11. Remember that safety is critical. Situational awareness is one of the key elements in military training. It’s just as critical on a farm. Young people from the city who’ve never been around cows or machinery often engage in life-threatening behavior. Mentors must think for everyone. And believe me, you can’t imagine how creative people can be at lousing something up. This is why instructions must be clear; interns that run off half-cocked may end up dead. I have one piece of equipment I don’t allow interns to run: a chainsaw. We normally do one session on basic chainsaw operation, and I let each intern make a couple of cuts just to get the feel of it. But unless someone has a lot of experience running a chainsaw, we keep it off-limits. It’s just too risky.
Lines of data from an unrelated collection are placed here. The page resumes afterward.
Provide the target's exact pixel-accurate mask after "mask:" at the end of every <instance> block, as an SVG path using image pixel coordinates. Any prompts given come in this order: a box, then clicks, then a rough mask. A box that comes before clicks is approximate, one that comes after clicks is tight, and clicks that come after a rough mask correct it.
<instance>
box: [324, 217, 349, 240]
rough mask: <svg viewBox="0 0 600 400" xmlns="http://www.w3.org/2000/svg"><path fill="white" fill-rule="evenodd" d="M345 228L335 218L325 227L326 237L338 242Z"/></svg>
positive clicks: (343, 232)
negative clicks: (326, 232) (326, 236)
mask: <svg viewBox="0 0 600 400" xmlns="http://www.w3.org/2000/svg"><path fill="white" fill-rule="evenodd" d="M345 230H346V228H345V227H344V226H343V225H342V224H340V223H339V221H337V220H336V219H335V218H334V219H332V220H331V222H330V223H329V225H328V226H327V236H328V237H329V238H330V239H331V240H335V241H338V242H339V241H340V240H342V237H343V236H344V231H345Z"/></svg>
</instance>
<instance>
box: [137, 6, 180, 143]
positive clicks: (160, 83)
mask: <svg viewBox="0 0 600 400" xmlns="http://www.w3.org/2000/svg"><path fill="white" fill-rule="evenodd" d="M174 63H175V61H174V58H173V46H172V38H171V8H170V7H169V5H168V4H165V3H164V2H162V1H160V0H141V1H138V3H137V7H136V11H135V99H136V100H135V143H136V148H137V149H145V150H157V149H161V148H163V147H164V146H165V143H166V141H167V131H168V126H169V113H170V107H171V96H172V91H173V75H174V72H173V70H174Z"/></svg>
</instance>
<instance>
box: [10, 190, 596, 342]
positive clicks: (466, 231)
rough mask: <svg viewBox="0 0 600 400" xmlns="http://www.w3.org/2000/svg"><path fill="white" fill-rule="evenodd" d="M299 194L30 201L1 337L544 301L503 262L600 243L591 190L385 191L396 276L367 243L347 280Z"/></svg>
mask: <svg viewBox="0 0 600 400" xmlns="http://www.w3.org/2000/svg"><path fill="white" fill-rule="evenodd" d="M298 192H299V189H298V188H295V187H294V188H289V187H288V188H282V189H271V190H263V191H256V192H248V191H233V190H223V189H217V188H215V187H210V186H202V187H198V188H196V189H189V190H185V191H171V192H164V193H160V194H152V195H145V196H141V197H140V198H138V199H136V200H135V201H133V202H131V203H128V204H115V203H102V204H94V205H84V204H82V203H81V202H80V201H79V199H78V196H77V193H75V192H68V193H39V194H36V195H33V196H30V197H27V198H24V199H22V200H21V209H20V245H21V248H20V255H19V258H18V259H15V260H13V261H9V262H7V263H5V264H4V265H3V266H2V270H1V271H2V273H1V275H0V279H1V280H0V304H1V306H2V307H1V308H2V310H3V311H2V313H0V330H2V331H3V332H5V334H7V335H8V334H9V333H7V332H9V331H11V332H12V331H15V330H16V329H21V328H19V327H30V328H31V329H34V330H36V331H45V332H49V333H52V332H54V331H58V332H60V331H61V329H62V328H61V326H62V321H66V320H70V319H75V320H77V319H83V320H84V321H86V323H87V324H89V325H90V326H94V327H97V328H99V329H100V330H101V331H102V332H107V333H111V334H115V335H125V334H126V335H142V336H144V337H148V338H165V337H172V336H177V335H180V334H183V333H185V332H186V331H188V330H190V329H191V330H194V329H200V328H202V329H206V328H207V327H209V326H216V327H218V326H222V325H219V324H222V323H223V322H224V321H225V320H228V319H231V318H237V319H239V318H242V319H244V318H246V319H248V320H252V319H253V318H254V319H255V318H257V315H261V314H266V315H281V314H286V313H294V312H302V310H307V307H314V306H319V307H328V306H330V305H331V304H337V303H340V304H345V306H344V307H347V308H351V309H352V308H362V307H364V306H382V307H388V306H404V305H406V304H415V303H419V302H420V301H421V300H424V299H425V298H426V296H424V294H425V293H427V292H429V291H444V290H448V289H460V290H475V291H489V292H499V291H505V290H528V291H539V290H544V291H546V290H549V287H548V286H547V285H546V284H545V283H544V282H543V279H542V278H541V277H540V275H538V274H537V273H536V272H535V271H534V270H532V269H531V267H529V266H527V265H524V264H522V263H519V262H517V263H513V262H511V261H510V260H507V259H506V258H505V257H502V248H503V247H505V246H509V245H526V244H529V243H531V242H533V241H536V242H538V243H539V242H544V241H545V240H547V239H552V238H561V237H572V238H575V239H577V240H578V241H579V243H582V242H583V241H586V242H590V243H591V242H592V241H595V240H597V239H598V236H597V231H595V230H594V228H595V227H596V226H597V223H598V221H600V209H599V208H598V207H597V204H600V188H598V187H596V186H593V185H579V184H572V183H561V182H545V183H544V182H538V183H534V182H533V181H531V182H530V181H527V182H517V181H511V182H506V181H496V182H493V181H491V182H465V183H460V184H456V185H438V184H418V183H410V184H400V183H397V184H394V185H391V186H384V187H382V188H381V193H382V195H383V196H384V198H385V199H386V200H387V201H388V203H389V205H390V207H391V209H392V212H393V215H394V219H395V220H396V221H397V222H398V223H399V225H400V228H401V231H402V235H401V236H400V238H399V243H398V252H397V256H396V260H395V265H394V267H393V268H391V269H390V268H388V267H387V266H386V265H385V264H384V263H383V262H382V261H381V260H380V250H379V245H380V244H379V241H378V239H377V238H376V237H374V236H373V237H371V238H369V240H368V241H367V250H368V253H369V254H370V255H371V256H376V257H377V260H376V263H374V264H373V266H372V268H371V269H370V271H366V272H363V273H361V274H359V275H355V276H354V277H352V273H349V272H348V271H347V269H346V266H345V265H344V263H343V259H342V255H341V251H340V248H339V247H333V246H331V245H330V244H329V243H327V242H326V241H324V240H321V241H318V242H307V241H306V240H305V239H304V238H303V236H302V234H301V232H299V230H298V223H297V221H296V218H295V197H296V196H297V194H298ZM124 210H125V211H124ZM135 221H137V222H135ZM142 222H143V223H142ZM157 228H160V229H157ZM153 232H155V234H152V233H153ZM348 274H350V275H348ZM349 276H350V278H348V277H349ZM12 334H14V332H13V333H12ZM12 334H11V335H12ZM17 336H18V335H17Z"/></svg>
12. Balance praise and criticism. Like any close connection, the mentor-intern relationship is ripe for misunderstandings and breakdowns. Moments of bliss inevitably precede moments of frustration. Humans, even in the most perfect circumstances, can say inappropriate things and jump to conclusions that beg forgiveness after the heat of the moment wears off. That’s why mentors must seek early and frequent opportunities to say “good job.” Eventually, dissatisfaction must and will be expressed; some congratulations in the emotional tank will go a long way toward preserving an overall equilibrium of trust and appreciation.
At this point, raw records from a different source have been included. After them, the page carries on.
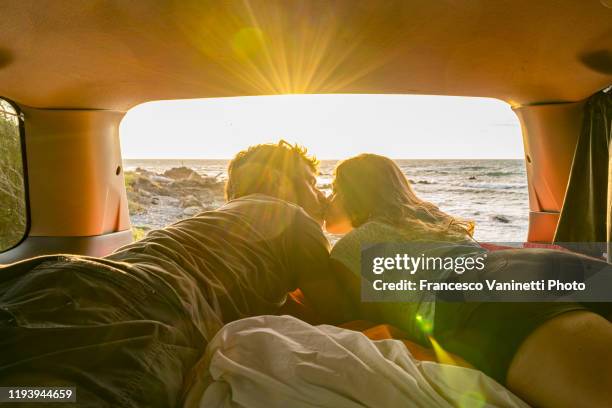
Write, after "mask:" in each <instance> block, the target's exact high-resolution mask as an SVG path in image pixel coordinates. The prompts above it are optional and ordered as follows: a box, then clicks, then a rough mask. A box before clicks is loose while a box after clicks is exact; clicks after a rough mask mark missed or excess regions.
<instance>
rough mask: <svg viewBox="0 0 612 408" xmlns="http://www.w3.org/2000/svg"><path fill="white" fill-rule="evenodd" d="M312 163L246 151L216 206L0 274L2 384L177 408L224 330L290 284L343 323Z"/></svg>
mask: <svg viewBox="0 0 612 408" xmlns="http://www.w3.org/2000/svg"><path fill="white" fill-rule="evenodd" d="M317 164H318V163H317V161H316V160H315V159H314V158H311V157H308V156H307V155H306V151H305V150H304V149H302V148H299V147H297V146H291V145H289V144H287V143H286V142H284V141H281V142H279V143H278V144H266V145H258V146H253V147H251V148H249V149H248V150H246V151H243V152H240V153H239V154H238V155H237V156H236V157H235V158H234V160H232V162H231V163H230V165H229V169H228V178H229V179H228V182H227V186H226V196H227V199H228V200H229V203H228V204H226V205H224V206H223V207H221V208H220V209H218V210H216V211H210V212H204V213H201V214H199V215H197V216H195V217H193V218H190V219H186V220H183V221H180V222H178V223H176V224H174V225H171V226H169V227H167V228H165V229H161V230H157V231H152V232H150V233H149V234H148V235H147V237H146V238H144V239H143V240H141V241H138V242H135V243H133V244H131V245H128V246H125V247H123V248H121V249H119V250H118V251H117V252H115V253H113V254H112V255H110V256H108V257H106V258H103V259H96V258H87V257H74V256H52V257H41V258H35V259H32V260H28V261H25V262H21V263H17V264H14V265H12V266H9V267H6V268H3V269H2V270H0V304H1V305H2V314H0V349H1V350H2V353H1V354H0V384H1V385H3V386H8V385H12V386H52V385H74V386H76V388H77V399H78V401H79V406H95V407H105V406H108V407H111V406H112V407H118V406H121V407H144V406H146V407H157V406H159V407H174V406H177V405H178V404H179V402H180V399H181V391H182V386H183V383H184V380H185V376H186V375H187V373H188V372H189V370H190V369H191V367H192V366H193V365H194V363H195V362H196V361H197V359H198V358H199V357H200V356H201V354H202V352H203V350H204V348H205V346H206V343H207V341H209V340H210V339H211V338H212V336H213V335H214V334H215V333H216V331H217V330H218V329H219V328H220V327H221V326H222V325H223V324H225V323H227V322H230V321H232V320H236V319H240V318H243V317H246V316H253V315H260V314H271V313H275V312H276V311H277V310H278V309H279V307H280V306H281V305H282V304H283V303H284V301H285V299H286V297H287V293H288V292H290V291H292V290H293V289H295V288H298V287H299V288H301V289H302V291H303V292H304V294H305V296H306V297H307V298H309V299H310V301H311V302H312V303H313V305H314V306H315V307H317V311H319V312H320V313H321V314H322V315H324V316H325V317H326V318H327V320H328V321H330V322H333V321H334V320H336V319H339V318H340V316H339V315H338V313H337V312H336V311H338V310H340V309H339V308H337V307H332V306H330V305H328V304H327V303H329V302H331V301H333V299H334V298H335V297H337V296H338V293H337V292H336V291H337V287H336V284H335V281H333V279H331V274H329V273H328V242H327V240H326V238H325V237H324V235H323V233H322V230H321V226H320V224H321V222H322V213H323V206H324V203H325V198H324V196H323V195H322V193H321V192H320V191H319V190H317V188H316V186H315V182H316V179H315V175H316V170H317ZM334 312H336V313H335V314H336V315H334Z"/></svg>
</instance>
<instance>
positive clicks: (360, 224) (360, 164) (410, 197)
mask: <svg viewBox="0 0 612 408" xmlns="http://www.w3.org/2000/svg"><path fill="white" fill-rule="evenodd" d="M334 173H335V177H334V182H333V189H334V193H335V194H337V195H338V198H339V199H340V200H341V203H342V205H343V207H344V210H345V211H346V212H347V214H348V216H349V219H350V221H351V224H352V225H353V227H355V228H356V227H359V226H360V225H362V224H364V223H365V222H368V221H374V220H377V221H382V222H385V223H387V224H390V225H393V226H397V227H400V228H401V229H402V230H403V231H404V232H405V233H406V234H408V235H410V236H411V237H414V238H421V239H432V240H453V241H455V240H466V239H471V237H472V234H473V231H474V223H473V222H471V221H465V220H459V219H457V218H455V217H452V216H450V215H448V214H446V213H444V212H443V211H441V210H440V209H438V207H436V206H435V205H433V204H432V203H429V202H427V201H423V200H421V199H420V198H418V197H417V196H416V194H415V193H414V191H413V189H412V187H411V186H410V182H409V181H408V179H407V178H406V176H405V175H404V174H403V173H402V171H401V169H400V168H399V167H398V165H397V164H396V163H395V162H394V161H393V160H391V159H389V158H387V157H384V156H379V155H376V154H361V155H359V156H355V157H352V158H350V159H347V160H344V161H342V162H340V163H339V164H338V165H337V166H336V169H335V172H334Z"/></svg>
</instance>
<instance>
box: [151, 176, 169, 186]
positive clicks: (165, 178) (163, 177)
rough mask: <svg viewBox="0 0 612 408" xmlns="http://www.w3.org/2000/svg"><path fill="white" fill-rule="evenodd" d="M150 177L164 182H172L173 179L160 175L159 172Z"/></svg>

As in a marriage, a lot more is at stake in a successful internship than momentary infatuation. You can’t overestimate an intern’s ability to tear up equipment, anger a customer, or do some boneheaded thing. And you can’t overestimate a mentor’s ability to be critical and impatient. This isn’t an arrangement for the faint of heart. Both parties must come to the table with clear expectations and commitment. Then, and only then, can it be a mutually enjoyable experience.
Joel Salatin is a third-generation family farmer in Virginia’s Shenandoah Valley. The farm offers many educational opportunities for people wanting to learn pasture-based systems.